Up to the new century, Spike had never been much of a natural habitat for women, although, Swarthmore being a fairly liberal place, some did serve well on staff.  But let’s face it people: college humor has always been a man’s world. It can trade on the soft currency of reportage all it cares to, but when the shit hits the fan,[1] the fuck, scat, and dick jokes constitute its gold standard. So what do outgoing editors do when their heirs apparent are women? They accept the changing of the times,[2] and the new editors triumph.

            Jeanne Gardner ’02, Christine Smallwood ’03, and Alyssa Timin ’03 brought a new twist to the world of Swarthmore college humor, one that didn’t shun the innate crudity of the institution, but that also sought to bring something of a more thoughtful, more worldly, and more academic air to the proceedings.  The work was sometimes accompanied by intense identity crises (what is the proper shape of the magazine?), but even these produced great fruits; one was equally likely to read in this incarnation of Spike a political tract or a piece of local interest as to encounter a piece of absurdist humor or a well-conceived theme issue. Indeed, Smallwood and Timin also went out with a bang with their final issue, a thirty-two page examination of things ethereal and invisible.

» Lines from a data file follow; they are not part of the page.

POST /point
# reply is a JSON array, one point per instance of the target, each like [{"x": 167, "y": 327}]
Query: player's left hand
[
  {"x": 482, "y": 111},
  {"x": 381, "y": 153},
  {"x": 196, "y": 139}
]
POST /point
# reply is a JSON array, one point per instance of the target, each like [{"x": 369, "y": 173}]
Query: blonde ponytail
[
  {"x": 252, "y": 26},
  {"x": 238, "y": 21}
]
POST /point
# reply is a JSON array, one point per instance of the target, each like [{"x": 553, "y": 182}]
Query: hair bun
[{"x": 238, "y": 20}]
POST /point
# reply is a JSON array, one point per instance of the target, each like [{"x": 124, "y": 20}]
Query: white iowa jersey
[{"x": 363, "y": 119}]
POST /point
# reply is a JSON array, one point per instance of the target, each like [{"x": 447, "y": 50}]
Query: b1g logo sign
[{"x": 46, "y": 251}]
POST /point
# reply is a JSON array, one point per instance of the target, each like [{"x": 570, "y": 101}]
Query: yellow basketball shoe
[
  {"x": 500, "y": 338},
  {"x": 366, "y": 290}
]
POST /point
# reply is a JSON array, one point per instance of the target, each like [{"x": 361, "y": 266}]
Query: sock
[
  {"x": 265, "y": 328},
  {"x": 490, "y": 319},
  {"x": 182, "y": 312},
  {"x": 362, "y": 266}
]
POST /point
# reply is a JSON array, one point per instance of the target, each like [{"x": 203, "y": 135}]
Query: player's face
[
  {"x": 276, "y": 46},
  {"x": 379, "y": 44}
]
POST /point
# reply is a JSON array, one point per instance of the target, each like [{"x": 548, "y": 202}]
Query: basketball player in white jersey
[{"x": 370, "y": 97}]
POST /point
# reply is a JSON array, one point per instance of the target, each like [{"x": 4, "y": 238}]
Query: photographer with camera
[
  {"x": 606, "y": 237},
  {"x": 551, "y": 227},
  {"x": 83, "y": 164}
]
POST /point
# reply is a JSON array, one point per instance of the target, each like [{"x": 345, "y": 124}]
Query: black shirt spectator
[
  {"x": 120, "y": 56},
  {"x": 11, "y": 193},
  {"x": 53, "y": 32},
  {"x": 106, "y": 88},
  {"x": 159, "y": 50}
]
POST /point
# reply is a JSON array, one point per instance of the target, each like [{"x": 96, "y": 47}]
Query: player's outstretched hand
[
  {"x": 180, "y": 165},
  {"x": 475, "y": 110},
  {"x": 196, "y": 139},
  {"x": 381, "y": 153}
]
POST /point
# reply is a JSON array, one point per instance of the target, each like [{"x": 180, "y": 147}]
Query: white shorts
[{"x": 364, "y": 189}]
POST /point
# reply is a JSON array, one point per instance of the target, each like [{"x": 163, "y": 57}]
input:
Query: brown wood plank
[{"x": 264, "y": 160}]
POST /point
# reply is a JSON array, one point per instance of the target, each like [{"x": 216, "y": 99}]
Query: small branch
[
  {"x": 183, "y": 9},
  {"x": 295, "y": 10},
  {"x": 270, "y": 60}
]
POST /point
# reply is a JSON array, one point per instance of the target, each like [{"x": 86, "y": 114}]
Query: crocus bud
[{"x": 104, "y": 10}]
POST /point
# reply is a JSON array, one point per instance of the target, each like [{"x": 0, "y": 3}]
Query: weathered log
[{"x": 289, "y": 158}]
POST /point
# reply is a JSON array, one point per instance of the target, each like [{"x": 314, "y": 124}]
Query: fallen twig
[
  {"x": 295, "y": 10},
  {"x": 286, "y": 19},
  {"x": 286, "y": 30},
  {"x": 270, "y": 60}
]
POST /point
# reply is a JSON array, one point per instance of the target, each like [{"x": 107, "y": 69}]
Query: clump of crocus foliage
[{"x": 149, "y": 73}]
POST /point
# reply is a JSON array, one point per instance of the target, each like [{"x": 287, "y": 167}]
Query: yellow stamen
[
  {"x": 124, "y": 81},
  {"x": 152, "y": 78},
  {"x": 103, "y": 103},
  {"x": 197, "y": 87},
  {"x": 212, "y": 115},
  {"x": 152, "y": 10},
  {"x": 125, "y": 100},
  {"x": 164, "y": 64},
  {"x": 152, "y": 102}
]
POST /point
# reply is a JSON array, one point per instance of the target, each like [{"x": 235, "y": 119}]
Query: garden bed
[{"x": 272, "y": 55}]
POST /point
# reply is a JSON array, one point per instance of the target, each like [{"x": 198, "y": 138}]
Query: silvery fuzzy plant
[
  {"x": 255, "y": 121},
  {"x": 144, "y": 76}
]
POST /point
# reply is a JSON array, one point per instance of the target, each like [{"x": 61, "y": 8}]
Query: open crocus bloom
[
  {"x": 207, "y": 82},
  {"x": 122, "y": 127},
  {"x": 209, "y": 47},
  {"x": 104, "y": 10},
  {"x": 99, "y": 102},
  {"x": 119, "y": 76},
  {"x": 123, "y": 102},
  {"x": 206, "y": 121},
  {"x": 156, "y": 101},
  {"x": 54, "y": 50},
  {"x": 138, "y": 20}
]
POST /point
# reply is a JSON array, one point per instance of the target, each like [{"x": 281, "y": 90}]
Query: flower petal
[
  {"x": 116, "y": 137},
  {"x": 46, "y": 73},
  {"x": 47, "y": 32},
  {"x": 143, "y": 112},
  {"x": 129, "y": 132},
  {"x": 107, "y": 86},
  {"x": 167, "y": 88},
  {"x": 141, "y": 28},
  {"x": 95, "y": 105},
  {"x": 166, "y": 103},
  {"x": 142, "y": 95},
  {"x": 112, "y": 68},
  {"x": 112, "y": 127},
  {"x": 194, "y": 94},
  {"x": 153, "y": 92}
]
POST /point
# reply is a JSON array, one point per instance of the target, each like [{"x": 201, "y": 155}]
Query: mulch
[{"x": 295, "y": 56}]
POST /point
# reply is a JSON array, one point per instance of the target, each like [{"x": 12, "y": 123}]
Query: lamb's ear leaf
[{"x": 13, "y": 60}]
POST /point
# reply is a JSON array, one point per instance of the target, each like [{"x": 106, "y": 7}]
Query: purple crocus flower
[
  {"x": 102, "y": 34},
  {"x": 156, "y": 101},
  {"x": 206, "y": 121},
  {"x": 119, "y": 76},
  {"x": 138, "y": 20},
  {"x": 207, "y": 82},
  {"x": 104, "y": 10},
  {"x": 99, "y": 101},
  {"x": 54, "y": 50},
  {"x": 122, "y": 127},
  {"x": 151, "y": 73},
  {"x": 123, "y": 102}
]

The editors of this period were not above flat-out hilarity, however. It seems that their tenure was the only one to follow a firm production schedule, despite any technical fiascos that may have occurred,[3] and this was supplemented by the white bread humor of such special parody issues as the Weakling Nudes and the Poenis. One of the most legendary of the Spike-produced humor events occurred during this period as well: “Glutton Bowl 2002,” moderated by Bill “El Wingador” Simmons, several times champion of the world in competitive chicken wing-eating, pitted the boldest members of Swarthmore’s student body against each other in a contest to see whose stomachs could stomach the most greasy meat.  The rewards for the victor may have been small, but the pools of vomit in Sharples were large indeed.

>>Modernism


[1] And the shit often hits the fan.

[2] We have it from what we consider to be an incredibly unreliable source that the editors of the Renaissance period wished to kill the magazine rather than yielding it to editors of the opposite sex. So unreliable, in fact, that it’s probably irresponsible to print it here. But in all honesty, Spike has never been that responsible.

[3] On one unfortunate occasion (we’ll call it the “Publications Server Travesty of 2001”) a large chunk of the magazine was lost due to a computer failure, yet this did not prevent the editors from feeding the humor-impoverished many of Swarthmore that semester.